Elsewhere in the region, Bupa posted a fundamental loss in 2021 as “the disruption in claims seen in 2020 has not been repeated”.

Shelly’s Achilles heel?

Bupa’s business in Chile comprises Isapre Cruz Blanca, medical centers and clinics operating in the country, as well as an insurance division. This market recorded good revenue growth in 2021 and during the first half, due to the higher turnover. Although it presented fundamental losses “driven by regulatory and judicial interventions in the isapre sector”.

According to its annual report, in Chile, during this period, “there was good revenue growth due to the increased volume of outpatient activity in our healthcare business. The performance of Isapre’s insurance business was impacted by regulatory interventions that affected the entire the segment, including preventing premium adjustments and authorizing significant coverage expansions.To mitigate the impact of these regulatory changes, we restructured our business and reduced our operating costs.

Meanwhile, in the first half of the year just ended, Bupa explained that “the entire sector faces serious financial challenges marked by persistent losses. This is the result of a series of regulatory interventions and judicial decisions that mean challenges and delays in price measures. . ”

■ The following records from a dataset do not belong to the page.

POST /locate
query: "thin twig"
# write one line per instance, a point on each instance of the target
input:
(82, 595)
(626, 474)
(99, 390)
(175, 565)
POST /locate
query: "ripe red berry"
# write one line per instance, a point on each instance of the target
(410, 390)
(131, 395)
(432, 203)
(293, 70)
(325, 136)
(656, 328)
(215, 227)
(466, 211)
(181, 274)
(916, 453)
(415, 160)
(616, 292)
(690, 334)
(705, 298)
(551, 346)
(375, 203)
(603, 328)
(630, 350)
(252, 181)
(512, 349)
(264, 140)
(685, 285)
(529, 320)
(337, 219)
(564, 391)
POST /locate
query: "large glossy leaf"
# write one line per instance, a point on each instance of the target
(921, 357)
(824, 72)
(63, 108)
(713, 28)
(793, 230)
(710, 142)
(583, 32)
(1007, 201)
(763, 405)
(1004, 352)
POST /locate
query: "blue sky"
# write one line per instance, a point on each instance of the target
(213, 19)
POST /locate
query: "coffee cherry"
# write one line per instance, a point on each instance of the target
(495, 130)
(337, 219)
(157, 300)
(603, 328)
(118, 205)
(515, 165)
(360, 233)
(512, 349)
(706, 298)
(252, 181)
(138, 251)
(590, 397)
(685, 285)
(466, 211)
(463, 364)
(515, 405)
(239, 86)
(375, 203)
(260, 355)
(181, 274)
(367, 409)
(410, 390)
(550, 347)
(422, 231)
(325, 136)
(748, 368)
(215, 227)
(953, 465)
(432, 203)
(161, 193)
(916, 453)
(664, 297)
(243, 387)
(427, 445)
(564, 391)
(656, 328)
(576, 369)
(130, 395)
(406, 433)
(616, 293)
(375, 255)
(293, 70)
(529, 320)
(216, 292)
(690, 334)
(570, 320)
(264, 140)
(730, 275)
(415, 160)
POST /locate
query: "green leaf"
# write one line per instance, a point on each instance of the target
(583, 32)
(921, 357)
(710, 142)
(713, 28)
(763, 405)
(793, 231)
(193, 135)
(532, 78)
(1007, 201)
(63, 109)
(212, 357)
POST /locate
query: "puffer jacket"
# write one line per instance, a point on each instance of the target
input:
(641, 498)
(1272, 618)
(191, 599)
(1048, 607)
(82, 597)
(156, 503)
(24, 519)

The company notes “preventing cascading adjustments to scheduled segment pricing; mandatory funding of sick leave for parents; and pursuing legal challenges to the premium pricing rule. If these risks to isapre’s business materially deteriorate, there is a future risk of deterioration of Bupa Chili,” he warns.

He also added: “We expect the regulatory and political landscape to continue to negatively impact Isapre’s business in 2022 and we will continue to monitor this closely and engage with relevant stakeholders.”

According to the last income statement sent by the Chilean subsidiary to the Financial Market Authority (CMF), revenues grew slightly (6.85%) in the first quarter to 291,285 million pesos (about 330 million dollars). Likewise, despite the downside, losses increased sharply to over 27 billion pesos (about 31 million dollars), from 2.2 billion in the same period of 2021 (2.51 million dollars).

This, according to the company, is the result of an “unprecedented financial crisis” that would put the isapre system at risk, leading the company to decide “to move from the position of Sales Force”, which would imply the dismissal of half of its factory, about 150 workers.

Thus, while in April of last year 1,946 people worked at the company, “currently there should be around 900 workers,” Marco Torres, president of Cruz Blanca’s only union, told Diario Financiero.

The company explained that “Cruz Blanca – as well as the sector as a whole – is experiencing an unprecedented financial crisis that jeopardizes its sustainability, as a result of various regulatory and legal factors beyond the scope of the company’s responsibility”, adding that when deepening in view of the complex scenario that crosses the private health insurance sector, Cruz Blanca confirmed that this crisis “has worsened after the recent regulations that were adopted for the sector, which is why we have a deficit in our operations, which forced us to making painful decisions and this impacts our employees with the sole aim of continuing to protect the service we have committed to our branches and the country.”

In this context and with the operation in Chile contributing with more than US$ 1 billion to the company’s international sales, Carolina Triatt, insurance manager at Fitch Ratings in Chile, noted that the expectation is for a recovery in the sector, but she arrived with the increase in inflation. which made this market one of the hardest hit “because they basically couldn’t adjust their rates to the point where the accident rate was also growing”.